Epileptic teenager launches legal challenge over block to GP prescribing of medical cannabis
Charlotte Caldwell and her son Billy filed a lawsuit against the NHS and the Department of Health of Northern Ireland to challenge the decision by the Department of Health and Human Services of Northern Ireland (HSCNI) to prohibit GPs from prescribing CBD based medicine.
Billy has a rare and particularly severe form of epilepsy that causes him to have hundreds of attacks per year. However, after a 13-year-old boy started using medicinal cannabis oil prescribed in the U.S., the number of seizures fell to one per month.

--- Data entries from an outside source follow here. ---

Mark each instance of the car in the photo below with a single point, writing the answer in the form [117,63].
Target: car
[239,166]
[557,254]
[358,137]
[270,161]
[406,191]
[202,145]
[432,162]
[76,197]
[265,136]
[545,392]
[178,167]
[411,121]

“We have exhausted all other options and we are ourselves exhausted,” Ms Caldwell wrote in a post on Facebook. “This is a road we did not want to take and tried every way we could to avoid it. Sadly for Billy he was left with no choice.
Following the scientific discovery of the beneficial effects of CBD in the treatment of Dravet’s syndrome and other rare epilepsy in children, changes were made in UK legislation to allow doctors to prescribe CBD-based medications for diseases such as epilepsy and multiple sclerosis.
However, despite the fact that the law came into force a few years ago, it is still very difficult to obtain a prescription and according to some estimates, fewer than a hundred people have been able to obtain prescriptions since then.
Urgent hearings in the Billy case are tentatively scheduled for the end of August.